Twenty-seven new-onset JIA patients were found to have clinical involvement of the ankle among the joints affected. Nine of them (33.3%) showed on US isolated arthritis of the ankle, whereas US-detected tenosynovitis was found in 18 (66.7%) patients. The amount of patients who were able to achieve disease remission at 12-months was the same (66.7%) for both patients with and without US-detected tenosynovitis in the ankle (12/18 and 6/9 patients, respectively). In patients with US-detected tenosynovitis and clinical disease remission at 12 months, the lateral tendon compartment (LTC) was the tendon site more frequently affected by pathology (75.0%). Patients with US-detected tenosynovitis that did not achieve clinical disease remission at follow-up had the highest frequency of tendon pathology on US in the medial tendon compartment (MTC) (83.3%). The anterior tendon compartment was the less frequently affected tendon compartment of the ankle in all patients (33.3% in both patients with and without clinical remission of disease at the 12-months follow-up visit).

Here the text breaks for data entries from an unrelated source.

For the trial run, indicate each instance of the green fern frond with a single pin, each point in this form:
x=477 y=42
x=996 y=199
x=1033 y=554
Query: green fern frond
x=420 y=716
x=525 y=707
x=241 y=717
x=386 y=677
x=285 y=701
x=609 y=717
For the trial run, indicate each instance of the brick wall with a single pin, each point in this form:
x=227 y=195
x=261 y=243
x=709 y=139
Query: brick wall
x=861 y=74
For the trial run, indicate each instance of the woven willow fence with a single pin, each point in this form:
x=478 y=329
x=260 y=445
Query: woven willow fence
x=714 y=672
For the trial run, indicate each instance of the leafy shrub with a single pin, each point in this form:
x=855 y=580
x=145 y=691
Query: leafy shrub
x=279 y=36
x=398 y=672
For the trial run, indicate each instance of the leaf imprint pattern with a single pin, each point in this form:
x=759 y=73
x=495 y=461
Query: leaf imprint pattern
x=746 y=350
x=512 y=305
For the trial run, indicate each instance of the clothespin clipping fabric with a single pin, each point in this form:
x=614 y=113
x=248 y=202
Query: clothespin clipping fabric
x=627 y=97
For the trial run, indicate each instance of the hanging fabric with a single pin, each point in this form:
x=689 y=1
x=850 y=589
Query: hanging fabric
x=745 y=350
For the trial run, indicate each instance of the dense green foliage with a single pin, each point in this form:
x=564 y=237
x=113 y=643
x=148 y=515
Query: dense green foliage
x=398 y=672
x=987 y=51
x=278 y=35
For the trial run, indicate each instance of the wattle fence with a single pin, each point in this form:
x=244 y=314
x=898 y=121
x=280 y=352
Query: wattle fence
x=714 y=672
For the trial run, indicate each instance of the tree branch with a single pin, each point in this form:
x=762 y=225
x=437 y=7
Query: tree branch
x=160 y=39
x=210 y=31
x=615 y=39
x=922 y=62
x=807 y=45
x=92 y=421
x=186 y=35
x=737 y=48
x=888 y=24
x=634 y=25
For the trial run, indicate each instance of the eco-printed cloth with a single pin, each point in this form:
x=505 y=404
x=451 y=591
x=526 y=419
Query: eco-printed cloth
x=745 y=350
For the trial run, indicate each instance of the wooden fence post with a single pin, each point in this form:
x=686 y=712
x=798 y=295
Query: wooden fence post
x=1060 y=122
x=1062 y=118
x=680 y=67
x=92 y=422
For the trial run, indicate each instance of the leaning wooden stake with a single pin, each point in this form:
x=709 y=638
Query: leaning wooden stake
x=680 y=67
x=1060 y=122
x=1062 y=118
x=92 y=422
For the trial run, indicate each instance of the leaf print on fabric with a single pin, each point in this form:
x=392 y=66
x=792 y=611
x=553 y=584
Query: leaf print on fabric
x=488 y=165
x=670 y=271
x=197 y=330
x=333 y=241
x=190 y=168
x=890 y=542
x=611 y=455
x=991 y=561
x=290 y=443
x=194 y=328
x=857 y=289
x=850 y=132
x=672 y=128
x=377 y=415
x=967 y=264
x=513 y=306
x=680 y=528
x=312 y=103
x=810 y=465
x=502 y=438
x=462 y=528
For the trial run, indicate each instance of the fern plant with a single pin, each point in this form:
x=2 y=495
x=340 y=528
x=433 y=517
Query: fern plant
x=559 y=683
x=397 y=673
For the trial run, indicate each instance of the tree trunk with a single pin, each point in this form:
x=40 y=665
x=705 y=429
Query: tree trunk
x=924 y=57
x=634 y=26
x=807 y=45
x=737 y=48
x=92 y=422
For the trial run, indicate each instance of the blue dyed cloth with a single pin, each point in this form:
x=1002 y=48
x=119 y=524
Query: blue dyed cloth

US-detected tenosynovitis of the ankle is a common finding in patients with new-onset JIA with clinically ankle disease activity and is more frequent than the detection on US of isolated arthritis. The MTC and LTC are the tendon compartments more commonly affected on US. The detection on US of tenosynovitis at disease onset in ankles with clinical disease activity did not seem to affect the change to achieve the overall clinical disease remission compared to patients without tendon pathology but with joint disease in the ankle region.